I have seen pole things to pull off apples from up high, they are sort of a wire cage so If I can get a good picture , I thought I could make one up for him to get his apples. He's a nice man so I think if I just ask to trim it he will let me. Maybe its best to do it when the sap isn't running. I think I can get away with a few branches. I dont know how important that is.

Ill find out more on the feasibility of creating a big copper wire loop antenna, If I can do that maybe it will help. It sounds like the runoff from the wire might help as well as the zinc. I will probably add some zinc strips for what it's worth. moss will grow in my area even without blocking the sun but of course if it's shaded it will grow more.

from what I read the zinc strips work for a few years but when they become oxidized they loose effectiveness, so you can replace them every four or 5 years or so. the copper wire I have is a bit old, and I dont know if it lasts longer than the zinc before it builds up enough oxidation to become ineffective.
maybe I can etch it to make it shiny and new.

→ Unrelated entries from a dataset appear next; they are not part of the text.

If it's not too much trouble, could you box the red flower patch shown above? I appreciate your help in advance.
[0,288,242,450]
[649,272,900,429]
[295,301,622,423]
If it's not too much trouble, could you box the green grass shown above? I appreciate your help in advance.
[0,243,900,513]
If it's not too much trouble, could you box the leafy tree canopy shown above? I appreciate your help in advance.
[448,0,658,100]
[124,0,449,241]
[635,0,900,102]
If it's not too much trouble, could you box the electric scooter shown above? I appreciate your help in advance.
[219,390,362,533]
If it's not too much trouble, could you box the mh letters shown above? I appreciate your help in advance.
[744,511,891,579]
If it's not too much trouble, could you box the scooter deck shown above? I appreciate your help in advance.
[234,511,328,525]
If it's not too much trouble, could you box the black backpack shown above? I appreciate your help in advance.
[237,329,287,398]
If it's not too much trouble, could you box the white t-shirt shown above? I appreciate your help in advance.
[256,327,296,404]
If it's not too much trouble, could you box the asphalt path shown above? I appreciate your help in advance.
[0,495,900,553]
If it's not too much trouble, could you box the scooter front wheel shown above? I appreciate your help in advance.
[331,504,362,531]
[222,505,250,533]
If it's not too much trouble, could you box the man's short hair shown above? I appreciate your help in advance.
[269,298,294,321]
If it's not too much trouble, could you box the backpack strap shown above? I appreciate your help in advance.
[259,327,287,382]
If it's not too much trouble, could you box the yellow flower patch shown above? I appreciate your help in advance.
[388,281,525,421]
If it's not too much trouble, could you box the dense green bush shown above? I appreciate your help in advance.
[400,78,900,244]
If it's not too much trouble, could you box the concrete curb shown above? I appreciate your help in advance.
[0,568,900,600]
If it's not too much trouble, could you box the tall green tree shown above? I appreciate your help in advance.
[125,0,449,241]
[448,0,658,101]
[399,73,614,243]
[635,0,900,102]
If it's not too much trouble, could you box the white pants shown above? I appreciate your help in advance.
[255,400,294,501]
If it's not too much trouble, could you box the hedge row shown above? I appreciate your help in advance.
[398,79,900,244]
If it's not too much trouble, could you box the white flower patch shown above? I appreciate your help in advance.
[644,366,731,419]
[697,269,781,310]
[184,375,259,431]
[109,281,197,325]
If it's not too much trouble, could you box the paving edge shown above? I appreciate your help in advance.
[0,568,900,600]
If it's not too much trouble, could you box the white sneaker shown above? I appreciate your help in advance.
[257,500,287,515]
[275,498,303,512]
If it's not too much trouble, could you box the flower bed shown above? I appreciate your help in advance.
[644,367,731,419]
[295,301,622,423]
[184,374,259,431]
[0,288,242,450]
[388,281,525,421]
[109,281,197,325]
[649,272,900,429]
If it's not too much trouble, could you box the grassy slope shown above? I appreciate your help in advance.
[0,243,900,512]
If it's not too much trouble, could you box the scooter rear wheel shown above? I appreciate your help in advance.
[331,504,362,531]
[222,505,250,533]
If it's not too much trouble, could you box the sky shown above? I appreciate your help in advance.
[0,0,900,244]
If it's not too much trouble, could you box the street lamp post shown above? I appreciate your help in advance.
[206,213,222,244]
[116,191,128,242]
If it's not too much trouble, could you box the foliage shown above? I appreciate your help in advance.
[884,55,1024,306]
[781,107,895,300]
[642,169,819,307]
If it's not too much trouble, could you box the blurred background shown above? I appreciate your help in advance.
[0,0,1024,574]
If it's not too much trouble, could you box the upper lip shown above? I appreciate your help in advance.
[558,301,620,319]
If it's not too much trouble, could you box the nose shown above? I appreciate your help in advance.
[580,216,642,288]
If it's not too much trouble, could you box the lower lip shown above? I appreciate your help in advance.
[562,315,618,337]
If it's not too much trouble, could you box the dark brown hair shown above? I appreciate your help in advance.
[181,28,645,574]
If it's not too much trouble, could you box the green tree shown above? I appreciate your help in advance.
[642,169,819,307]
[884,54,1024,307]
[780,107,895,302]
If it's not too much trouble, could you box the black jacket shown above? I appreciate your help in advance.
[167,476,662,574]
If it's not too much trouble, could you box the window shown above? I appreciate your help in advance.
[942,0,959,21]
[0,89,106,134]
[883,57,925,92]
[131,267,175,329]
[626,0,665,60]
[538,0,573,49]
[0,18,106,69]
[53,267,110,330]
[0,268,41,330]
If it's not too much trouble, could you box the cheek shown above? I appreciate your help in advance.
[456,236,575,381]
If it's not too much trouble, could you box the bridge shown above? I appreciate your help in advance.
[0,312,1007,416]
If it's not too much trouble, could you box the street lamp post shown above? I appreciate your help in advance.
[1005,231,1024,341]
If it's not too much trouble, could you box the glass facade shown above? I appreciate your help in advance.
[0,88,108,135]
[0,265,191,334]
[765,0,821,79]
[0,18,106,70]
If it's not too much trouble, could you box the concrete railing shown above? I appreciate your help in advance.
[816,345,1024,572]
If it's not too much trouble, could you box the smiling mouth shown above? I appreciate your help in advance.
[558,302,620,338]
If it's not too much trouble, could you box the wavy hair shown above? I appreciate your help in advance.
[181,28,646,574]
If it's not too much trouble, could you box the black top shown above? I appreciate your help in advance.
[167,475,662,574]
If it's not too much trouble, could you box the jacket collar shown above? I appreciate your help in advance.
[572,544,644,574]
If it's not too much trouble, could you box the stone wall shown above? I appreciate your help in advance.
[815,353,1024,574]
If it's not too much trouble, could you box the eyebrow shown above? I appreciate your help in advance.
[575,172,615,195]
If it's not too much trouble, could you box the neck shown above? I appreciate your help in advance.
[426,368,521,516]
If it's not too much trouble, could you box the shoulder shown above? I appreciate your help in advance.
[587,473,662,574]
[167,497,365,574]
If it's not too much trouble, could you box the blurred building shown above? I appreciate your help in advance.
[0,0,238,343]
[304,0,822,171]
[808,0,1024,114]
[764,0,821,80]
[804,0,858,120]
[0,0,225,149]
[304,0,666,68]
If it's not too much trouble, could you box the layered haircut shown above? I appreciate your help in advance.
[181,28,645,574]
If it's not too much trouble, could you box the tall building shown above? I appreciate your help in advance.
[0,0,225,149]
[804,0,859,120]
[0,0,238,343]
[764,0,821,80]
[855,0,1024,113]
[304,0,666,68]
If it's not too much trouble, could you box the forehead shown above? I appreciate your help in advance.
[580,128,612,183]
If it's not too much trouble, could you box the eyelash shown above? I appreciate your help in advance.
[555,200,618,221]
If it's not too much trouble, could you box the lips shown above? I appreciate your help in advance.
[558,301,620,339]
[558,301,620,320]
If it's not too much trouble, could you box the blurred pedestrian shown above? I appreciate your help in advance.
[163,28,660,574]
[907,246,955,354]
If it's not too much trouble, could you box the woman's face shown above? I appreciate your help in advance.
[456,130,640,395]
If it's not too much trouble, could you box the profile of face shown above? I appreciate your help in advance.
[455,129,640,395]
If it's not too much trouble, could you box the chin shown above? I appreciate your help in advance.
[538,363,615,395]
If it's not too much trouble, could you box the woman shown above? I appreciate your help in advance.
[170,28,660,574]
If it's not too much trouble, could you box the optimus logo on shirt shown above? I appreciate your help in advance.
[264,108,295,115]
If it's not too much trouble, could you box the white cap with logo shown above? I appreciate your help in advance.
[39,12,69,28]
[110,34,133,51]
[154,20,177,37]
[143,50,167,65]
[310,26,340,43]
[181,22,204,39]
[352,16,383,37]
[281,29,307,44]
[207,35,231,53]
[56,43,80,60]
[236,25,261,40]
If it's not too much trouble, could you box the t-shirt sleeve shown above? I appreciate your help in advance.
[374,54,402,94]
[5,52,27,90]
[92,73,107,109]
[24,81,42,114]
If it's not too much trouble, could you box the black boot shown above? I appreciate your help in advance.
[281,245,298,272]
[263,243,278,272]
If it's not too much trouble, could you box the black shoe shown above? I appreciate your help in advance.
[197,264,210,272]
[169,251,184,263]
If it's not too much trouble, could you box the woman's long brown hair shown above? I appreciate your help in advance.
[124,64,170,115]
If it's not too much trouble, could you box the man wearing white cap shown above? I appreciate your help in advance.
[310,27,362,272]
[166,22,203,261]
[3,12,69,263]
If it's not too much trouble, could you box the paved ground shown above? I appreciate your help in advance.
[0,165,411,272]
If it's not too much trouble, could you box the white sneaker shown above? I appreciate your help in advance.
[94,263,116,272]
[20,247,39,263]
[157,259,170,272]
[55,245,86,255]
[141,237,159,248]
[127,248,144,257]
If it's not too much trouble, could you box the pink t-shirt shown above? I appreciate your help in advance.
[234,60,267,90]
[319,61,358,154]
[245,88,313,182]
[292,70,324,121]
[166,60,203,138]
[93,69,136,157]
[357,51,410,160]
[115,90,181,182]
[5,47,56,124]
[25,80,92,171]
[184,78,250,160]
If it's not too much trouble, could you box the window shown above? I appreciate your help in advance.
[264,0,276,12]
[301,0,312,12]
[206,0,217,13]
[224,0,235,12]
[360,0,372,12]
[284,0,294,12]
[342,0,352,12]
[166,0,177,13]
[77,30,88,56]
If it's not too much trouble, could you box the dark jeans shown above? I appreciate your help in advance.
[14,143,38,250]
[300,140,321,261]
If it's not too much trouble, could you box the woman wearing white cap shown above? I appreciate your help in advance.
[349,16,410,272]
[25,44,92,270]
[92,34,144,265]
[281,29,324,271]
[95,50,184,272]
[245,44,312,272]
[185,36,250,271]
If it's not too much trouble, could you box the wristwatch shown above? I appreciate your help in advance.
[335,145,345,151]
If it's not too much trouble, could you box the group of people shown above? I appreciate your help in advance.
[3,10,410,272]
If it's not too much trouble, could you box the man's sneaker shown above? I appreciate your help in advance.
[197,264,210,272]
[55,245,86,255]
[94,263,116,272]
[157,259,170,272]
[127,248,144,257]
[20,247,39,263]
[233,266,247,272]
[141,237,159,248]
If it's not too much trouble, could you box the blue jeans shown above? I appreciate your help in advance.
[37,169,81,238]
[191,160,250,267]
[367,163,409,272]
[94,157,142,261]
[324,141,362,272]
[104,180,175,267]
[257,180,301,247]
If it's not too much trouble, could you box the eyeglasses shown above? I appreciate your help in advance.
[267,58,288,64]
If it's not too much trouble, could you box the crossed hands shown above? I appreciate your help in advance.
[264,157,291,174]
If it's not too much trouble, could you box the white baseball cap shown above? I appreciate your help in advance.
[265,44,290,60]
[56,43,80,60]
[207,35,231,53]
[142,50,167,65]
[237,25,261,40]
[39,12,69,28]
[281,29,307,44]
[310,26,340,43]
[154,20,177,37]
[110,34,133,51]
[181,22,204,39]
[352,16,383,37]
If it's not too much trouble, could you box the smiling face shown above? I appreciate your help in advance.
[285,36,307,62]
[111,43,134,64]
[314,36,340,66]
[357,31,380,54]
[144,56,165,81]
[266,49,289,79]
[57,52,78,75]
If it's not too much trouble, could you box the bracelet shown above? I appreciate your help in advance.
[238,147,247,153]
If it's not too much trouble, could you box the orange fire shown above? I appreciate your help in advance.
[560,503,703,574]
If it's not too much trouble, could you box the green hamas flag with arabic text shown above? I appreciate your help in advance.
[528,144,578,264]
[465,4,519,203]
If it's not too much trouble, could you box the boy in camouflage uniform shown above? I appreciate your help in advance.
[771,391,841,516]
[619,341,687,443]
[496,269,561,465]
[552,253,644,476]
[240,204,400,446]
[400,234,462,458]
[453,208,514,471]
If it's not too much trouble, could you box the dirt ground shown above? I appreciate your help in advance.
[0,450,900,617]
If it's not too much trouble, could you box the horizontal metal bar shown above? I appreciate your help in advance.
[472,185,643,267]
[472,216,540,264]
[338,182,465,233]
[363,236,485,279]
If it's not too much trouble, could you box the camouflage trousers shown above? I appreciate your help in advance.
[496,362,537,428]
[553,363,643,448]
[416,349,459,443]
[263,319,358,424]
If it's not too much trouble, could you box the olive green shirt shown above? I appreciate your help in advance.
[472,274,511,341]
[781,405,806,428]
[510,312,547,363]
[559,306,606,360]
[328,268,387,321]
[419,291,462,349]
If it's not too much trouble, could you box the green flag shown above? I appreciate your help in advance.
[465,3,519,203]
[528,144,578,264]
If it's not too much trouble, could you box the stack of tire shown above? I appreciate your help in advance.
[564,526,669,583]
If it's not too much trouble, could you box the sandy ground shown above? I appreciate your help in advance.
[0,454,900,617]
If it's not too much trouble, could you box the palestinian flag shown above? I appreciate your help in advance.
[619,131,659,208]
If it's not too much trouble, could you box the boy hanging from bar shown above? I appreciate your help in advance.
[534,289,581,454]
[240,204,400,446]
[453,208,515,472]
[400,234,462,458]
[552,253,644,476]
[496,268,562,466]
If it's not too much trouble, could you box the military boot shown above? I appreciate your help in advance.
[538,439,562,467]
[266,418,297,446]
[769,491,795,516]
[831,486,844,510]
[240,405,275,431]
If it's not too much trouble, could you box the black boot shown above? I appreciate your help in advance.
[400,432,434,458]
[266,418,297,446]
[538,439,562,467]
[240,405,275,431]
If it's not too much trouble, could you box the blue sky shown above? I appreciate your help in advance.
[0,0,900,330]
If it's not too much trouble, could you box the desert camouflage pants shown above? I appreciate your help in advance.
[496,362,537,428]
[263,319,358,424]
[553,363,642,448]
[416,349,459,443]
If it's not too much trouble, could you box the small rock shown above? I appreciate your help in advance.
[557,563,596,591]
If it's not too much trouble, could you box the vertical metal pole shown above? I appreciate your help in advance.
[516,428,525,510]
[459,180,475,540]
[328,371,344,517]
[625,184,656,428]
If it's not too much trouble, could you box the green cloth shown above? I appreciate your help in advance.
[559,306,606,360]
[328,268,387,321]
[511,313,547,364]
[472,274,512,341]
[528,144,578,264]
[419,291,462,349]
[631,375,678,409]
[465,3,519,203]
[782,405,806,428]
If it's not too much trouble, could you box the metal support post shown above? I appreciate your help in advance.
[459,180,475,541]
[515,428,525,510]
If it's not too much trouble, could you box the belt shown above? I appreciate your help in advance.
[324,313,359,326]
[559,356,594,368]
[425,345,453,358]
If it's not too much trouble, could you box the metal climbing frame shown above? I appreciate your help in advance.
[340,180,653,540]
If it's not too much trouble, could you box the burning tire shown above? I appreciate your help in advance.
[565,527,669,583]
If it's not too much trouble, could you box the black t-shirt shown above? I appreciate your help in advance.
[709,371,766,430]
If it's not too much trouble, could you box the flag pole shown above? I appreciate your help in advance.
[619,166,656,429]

I might have some copper sulfate. its used in the manufacture of circuit boards and I think happen to have some of it. i think it is dry green crystals but I should have a closer look. It might be the right thing to use to copper plate old hardware so perhaps I should save it for that.

I dont have moss on my roof yet but I figured if I can do some preventative things to make it not start up so fast It might save issues in a few years. other than antennas perhaps shiny copper things like lightening rods or wind indicators could help as well. the chance of my house being hit by lightening is probably very low because I'm in the city and there is lots of other stuff that is higher. Still they have a certain appeal on old houses. having a giant ground rod up high might interfere with the effectiveness of a nearby antenna. maybe that's something I need to find out more about. Usually the idea is to get the wire up as high as possible and away from grounds so it can do it's thing. If I were to ground the antenna it would render it useless.

I have an old telephone line. when I hooked up my house I installed a new mast for cable and phone as well as power. they left the original phone cable and it runs out to the street and between a couple of telephone poles then dead ends. I tried using that as an antenna as an experiment but I think it is in the worst possible place because of the power lines above it.

its rainy on and off now. everything is really green. ive been pulling weeds by hand and trying to allow my clover to flower and take over so I have been yanking the grass and weeds but not cutting the clover, its about a foot high. I thought that if I can get the clover to really grow and get good roots in then maybe I can trim it shorter. the clover I have has white flowers. it looks like my neighbor switched a section of his to a different type with yellow flowers. I thought mine was the micro clover, you are supposed to be able to mow it like grass but I found that mowing it too much made the grass win over. Its not really well suited to heavy walking, right now I trample it down because its so high, but it isnt' normally walked on so much since it's loud out front. one advantage of it is that the crows dont like ripping it all out, the other is that it is supposed to take droughts even better than lawn grass and when everyone's grass goes brown the clover can still look bright and green, or revive itself if it does go brown.

in two weeks I get a week off so I'm hoping to tackle the last 1/4 of my roof. for now I had to put tarps as it was leaking down my hood fan vent. if I can get the last section of roof stripped then I can check the plywood. I'm hoping to at least get the membrane down then that will provide a roof while I get all the flashing, maybe some fascia boards and the shingles on.